PESHAWAR, Pakistan (AFP) – Pakistan's army Wednesday said it had killed a top aide of fugitive Taliban commander Maulana Fazlullah, as they continued their hunt for militant chieftains in the northwest Swat valley.

Nisar Ahmed, also known as Ghazi Baba, one of 15 Swat insurgents commanding a 10 million rupee (120,000 dollar) bounty offered by authorities in May, was killed in a clash outside the valley's main town on Wednesday, the army said.

"After a tip from an informant, the forces surrounded the house of Nisar Ahmed to arrest him but he resisted and started firing on troops," said Major Mushtaq Khan, a spokesman for the army-run Swat Media Centre.

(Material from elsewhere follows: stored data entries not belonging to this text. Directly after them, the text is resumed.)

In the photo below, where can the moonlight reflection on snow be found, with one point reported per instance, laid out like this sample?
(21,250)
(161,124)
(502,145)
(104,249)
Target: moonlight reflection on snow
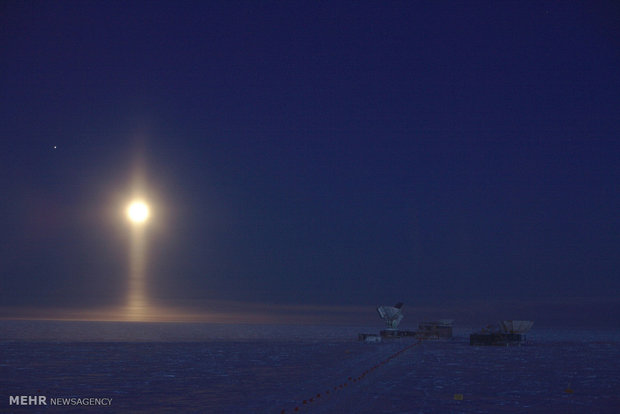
(267,368)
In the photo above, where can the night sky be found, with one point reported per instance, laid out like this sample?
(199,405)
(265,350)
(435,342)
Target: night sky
(317,154)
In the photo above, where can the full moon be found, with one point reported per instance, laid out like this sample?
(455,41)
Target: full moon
(138,212)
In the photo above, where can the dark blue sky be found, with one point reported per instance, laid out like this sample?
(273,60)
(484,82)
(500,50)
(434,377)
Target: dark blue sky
(323,153)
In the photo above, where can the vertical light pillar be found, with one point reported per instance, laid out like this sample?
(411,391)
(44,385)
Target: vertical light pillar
(138,214)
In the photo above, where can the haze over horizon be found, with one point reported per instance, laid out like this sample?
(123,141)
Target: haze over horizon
(308,156)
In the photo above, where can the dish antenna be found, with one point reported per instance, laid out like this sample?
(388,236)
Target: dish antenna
(392,315)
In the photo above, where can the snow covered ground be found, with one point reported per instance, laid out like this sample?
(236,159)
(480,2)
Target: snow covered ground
(172,368)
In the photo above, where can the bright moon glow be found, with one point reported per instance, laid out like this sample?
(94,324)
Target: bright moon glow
(138,212)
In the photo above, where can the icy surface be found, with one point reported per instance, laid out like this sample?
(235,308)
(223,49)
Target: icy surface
(266,369)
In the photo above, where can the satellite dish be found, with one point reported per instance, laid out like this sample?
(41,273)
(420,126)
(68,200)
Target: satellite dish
(392,315)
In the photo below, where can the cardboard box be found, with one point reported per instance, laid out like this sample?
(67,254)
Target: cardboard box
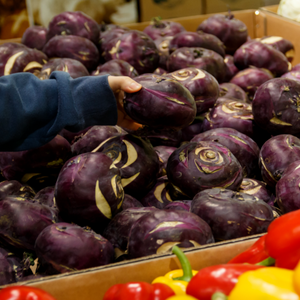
(169,8)
(91,284)
(281,26)
(216,6)
(14,18)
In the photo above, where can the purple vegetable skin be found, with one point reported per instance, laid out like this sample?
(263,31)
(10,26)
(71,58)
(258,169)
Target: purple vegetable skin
(94,137)
(190,131)
(117,231)
(251,79)
(75,47)
(72,66)
(34,37)
(159,195)
(287,188)
(160,136)
(197,166)
(197,39)
(162,45)
(160,71)
(180,205)
(15,188)
(203,86)
(231,31)
(257,54)
(230,113)
(69,247)
(276,106)
(22,221)
(231,68)
(117,67)
(130,202)
(232,214)
(241,146)
(46,196)
(74,23)
(136,160)
(11,267)
(257,189)
(161,103)
(280,44)
(135,47)
(15,58)
(163,153)
(232,90)
(88,190)
(197,57)
(292,75)
(276,154)
(158,231)
(163,28)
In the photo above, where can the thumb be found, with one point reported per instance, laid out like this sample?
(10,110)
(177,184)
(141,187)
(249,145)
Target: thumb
(123,83)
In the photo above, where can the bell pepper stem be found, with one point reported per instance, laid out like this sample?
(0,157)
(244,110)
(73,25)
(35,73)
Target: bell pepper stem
(267,262)
(219,296)
(185,265)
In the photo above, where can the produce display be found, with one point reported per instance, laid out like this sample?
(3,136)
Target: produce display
(214,156)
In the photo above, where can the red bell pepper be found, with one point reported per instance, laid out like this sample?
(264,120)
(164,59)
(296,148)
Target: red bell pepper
(253,255)
(138,291)
(283,240)
(220,278)
(24,293)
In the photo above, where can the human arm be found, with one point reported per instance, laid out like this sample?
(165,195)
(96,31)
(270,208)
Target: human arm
(33,111)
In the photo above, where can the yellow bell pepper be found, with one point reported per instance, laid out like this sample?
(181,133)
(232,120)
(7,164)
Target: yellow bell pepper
(296,278)
(178,280)
(181,297)
(178,286)
(264,284)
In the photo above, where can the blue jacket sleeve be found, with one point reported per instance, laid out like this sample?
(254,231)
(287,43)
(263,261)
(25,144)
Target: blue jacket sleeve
(33,111)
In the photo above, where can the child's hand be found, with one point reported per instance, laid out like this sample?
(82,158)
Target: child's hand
(119,85)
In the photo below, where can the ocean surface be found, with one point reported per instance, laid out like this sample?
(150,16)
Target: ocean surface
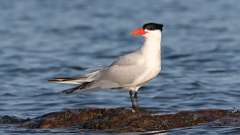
(41,39)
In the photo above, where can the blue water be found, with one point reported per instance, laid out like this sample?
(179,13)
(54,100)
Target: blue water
(41,39)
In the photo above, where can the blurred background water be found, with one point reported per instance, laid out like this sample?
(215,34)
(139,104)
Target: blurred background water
(41,39)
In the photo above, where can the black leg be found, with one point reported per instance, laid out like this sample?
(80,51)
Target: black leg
(133,97)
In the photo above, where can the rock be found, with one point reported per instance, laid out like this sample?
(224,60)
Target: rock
(10,120)
(123,119)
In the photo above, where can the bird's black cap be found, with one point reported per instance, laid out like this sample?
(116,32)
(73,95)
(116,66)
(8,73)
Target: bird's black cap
(153,26)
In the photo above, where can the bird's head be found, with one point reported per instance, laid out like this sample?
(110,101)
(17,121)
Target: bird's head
(149,30)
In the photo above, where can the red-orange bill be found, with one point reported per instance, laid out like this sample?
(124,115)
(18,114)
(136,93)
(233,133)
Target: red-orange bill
(138,32)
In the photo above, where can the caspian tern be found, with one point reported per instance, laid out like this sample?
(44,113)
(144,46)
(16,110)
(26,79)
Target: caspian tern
(130,71)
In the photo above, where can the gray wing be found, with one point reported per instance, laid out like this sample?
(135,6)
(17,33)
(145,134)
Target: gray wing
(122,72)
(129,59)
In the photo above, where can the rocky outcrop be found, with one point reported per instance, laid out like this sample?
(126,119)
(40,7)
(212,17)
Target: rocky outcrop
(125,119)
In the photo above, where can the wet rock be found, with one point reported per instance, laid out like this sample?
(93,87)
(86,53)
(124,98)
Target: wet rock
(123,119)
(10,120)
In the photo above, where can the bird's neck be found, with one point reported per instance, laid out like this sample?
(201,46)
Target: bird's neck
(152,47)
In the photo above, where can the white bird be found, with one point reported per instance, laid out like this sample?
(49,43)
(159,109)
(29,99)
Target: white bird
(130,71)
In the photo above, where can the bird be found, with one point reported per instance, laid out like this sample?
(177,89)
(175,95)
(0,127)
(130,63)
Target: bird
(130,71)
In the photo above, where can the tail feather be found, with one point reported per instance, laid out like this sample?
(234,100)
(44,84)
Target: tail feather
(77,89)
(69,80)
(76,80)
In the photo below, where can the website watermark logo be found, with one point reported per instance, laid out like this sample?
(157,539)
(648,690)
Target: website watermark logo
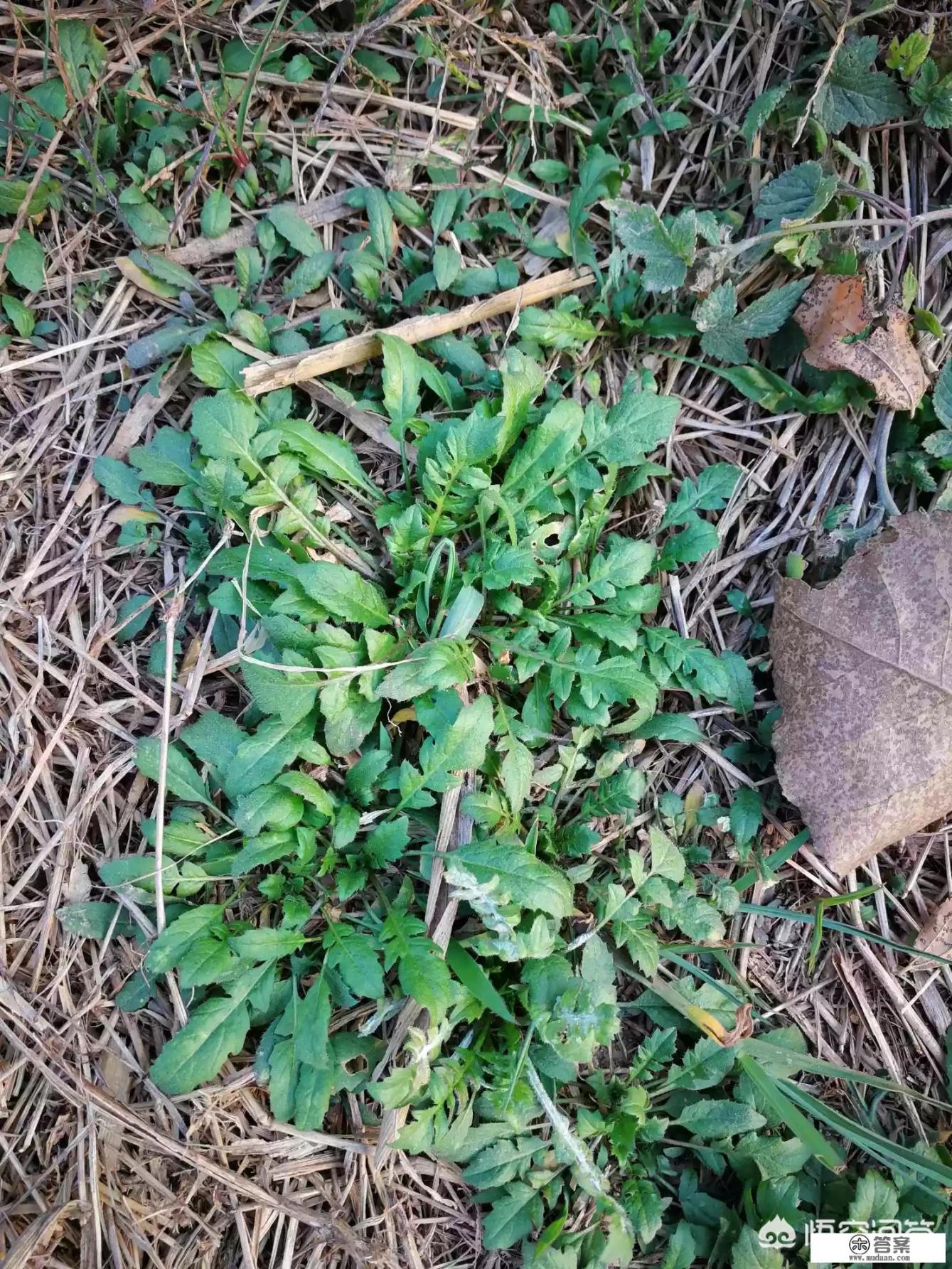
(845,1243)
(777,1233)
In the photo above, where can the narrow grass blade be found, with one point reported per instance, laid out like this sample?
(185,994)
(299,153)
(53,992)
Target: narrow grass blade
(774,1096)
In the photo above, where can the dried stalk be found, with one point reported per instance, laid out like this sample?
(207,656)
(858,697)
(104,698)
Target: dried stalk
(284,371)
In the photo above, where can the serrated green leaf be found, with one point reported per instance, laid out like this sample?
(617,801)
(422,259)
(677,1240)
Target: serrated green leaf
(942,395)
(461,745)
(476,981)
(725,331)
(748,1253)
(266,944)
(118,480)
(309,274)
(380,218)
(633,427)
(166,460)
(796,196)
(216,215)
(181,777)
(324,454)
(852,93)
(716,1118)
(213,739)
(502,1162)
(355,958)
(311,1027)
(179,936)
(747,815)
(714,488)
(526,879)
(344,593)
(213,1032)
(667,861)
(446,265)
(262,756)
(402,380)
(643,1202)
(26,262)
(423,975)
(667,250)
(224,424)
(295,229)
(512,1216)
(555,328)
(207,961)
(761,109)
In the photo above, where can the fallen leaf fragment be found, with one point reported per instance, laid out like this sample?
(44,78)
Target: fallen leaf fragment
(936,936)
(863,674)
(845,333)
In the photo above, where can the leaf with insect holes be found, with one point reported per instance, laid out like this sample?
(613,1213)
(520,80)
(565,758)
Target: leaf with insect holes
(665,249)
(863,679)
(845,333)
(852,93)
(796,196)
(725,331)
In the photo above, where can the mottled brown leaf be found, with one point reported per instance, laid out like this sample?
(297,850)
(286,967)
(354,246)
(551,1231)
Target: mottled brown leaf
(845,333)
(936,936)
(863,673)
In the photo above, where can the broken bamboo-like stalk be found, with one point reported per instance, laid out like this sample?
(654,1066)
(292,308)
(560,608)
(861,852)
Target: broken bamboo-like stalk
(284,371)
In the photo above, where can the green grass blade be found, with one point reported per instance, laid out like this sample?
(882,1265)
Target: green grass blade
(871,1141)
(782,1105)
(818,1066)
(476,981)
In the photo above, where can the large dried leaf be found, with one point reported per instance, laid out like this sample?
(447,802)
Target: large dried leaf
(845,333)
(863,673)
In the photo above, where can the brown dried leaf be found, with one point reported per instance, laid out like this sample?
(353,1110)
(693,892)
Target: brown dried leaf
(833,311)
(936,936)
(863,672)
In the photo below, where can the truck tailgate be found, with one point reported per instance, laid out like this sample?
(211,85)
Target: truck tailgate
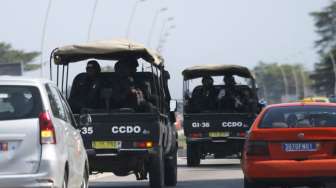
(204,123)
(126,128)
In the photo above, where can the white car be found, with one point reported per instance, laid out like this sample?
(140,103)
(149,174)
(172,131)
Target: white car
(40,145)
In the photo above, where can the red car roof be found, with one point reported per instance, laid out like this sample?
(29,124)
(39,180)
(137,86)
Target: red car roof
(301,104)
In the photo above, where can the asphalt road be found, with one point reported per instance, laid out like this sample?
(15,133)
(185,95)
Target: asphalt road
(211,174)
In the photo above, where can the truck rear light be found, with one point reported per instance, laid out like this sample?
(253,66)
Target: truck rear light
(196,135)
(47,130)
(241,134)
(144,144)
(256,148)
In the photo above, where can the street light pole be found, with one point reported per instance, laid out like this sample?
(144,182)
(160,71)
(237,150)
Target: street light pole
(153,24)
(296,82)
(128,30)
(283,74)
(44,28)
(92,19)
(334,68)
(303,82)
(162,39)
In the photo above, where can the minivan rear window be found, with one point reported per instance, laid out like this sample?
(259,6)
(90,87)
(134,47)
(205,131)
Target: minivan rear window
(299,117)
(19,102)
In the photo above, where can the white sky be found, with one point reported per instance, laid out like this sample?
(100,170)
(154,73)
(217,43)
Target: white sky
(207,31)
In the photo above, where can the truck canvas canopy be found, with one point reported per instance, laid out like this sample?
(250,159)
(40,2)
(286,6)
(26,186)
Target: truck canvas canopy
(105,50)
(215,70)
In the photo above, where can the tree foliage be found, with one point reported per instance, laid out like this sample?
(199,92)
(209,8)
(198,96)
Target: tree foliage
(325,23)
(274,80)
(323,76)
(10,55)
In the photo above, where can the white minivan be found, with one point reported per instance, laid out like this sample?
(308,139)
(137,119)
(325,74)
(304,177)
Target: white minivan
(40,144)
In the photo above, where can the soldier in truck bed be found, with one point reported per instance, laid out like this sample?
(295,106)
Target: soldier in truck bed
(233,99)
(127,94)
(204,98)
(85,92)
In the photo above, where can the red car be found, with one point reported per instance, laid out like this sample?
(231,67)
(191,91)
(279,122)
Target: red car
(291,144)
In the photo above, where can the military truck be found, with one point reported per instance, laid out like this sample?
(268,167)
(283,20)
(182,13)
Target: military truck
(213,127)
(118,139)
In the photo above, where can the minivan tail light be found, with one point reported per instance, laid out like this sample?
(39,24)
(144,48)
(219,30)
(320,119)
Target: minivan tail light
(47,130)
(256,148)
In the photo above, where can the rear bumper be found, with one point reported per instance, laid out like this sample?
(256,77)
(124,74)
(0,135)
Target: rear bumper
(123,160)
(40,180)
(287,169)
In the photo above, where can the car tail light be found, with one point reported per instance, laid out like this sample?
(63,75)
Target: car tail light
(144,144)
(196,135)
(47,130)
(256,148)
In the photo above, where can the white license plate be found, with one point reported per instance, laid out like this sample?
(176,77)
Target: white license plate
(4,146)
(218,134)
(300,147)
(106,144)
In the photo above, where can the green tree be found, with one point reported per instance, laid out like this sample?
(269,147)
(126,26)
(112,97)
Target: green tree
(10,55)
(323,76)
(325,23)
(273,81)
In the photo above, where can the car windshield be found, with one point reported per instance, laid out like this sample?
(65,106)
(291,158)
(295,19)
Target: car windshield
(19,102)
(299,117)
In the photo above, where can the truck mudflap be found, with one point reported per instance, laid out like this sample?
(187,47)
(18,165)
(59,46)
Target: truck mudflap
(218,125)
(116,133)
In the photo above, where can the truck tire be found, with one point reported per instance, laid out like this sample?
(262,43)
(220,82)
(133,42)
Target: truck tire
(171,170)
(249,184)
(156,170)
(193,155)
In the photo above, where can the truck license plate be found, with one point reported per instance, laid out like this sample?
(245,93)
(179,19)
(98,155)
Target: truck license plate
(106,144)
(300,147)
(3,146)
(218,134)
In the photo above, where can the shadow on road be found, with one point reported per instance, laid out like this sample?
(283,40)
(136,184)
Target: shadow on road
(224,183)
(226,166)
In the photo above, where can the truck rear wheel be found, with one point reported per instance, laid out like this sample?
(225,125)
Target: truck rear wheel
(193,154)
(156,170)
(171,170)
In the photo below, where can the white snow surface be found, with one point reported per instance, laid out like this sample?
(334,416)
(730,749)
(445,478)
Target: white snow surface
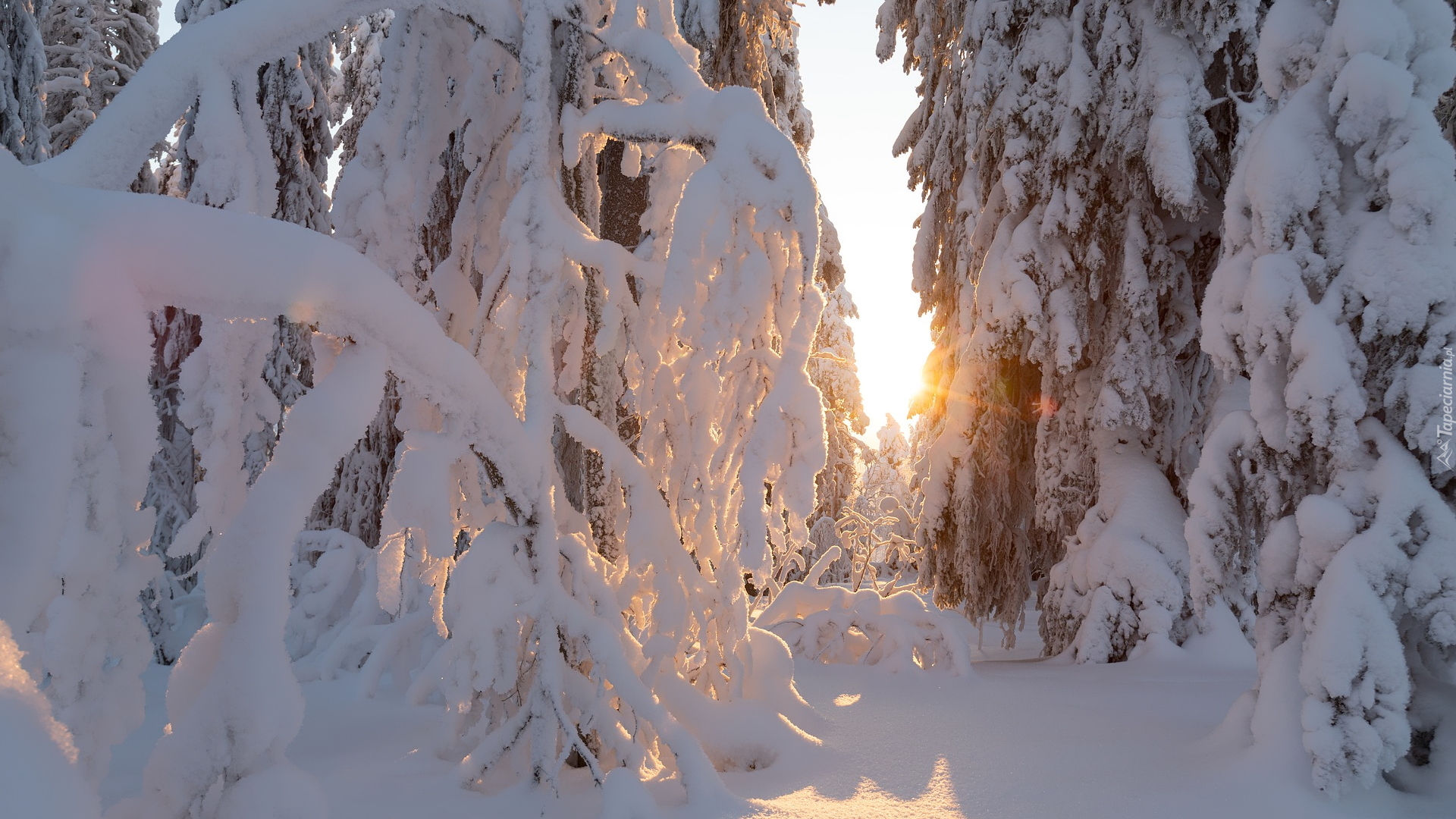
(1022,739)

"During the retaliatory fire, Nisar Ahmed was killed and his son was arrested," he told AFP, adding that no soldiers were injured in the exchange.

Another security official based in the area said that the pre-dawn operation was launched in Matta town, about 25 kilometres (15 miles) northwest of Mingora, the main hub in the one-time tourist paradise of Swat valley.

The Swat Taliban were not immediately available to confirm the death -- their spokesman Muslim Khan is in military custody -- but residents in Matta told AFP by telephone that they had seen Baba's corpse.

"We have seen his dead body. It was later taken by the security forces," a resident said, requesting anonymity for fear of militant reprisals.

The region slipped out of government control after radical cleric Fazlullah rose up in July 2007, commanding thousands of followers who beheaded opponents, burnt schools and fought to enforce a harsh brand of Islamic law.

Fazlullah remains at large with a 50-million-rupee (600,000 dollars) bounty on his head. In September, the military arrested four of his top aides in a sweep following a military assault to purge the Taliban threat in the valley.

Pakistan launched the blistering air and ground offensive after militants marched out of Swat and advanced to within 100 kilometres (60 miles) of the capital Islamabad in April.

The military says the area is clear and most of the two million people who fled their homes have returned, but sporadic outbreaks of violence continue, while some fear the Swat Taliban are regrouping elsewhere in the northwest.

Pakistan's military is now poised for a similar assault on the northwest semi-autonomous tribal belt along the Afghan border -- the bastion of the Pakistani Taliban and also a hideout for Al-Qaeda fighters.

Jet fighters pounded the area killing six militants in tribal South Waziristan on Tuesday and troops are massing in the area, but the military has not revealed when a full-scale onslaught will begin.

The government blame the Tehreek-e-Taliban Pakistan group (TTP) based in North and South Waziristan for most of the suicide bombings and attacks that have killed more than 2,140 people across Pakistan in the last two years.

The TTP have claimed responsibility for a suicide bombing that killed four Pakistanis and one Iraqi on Monday at the Islamabad headquarters of the UN's World Food Programme, the worst attack in the capital in months.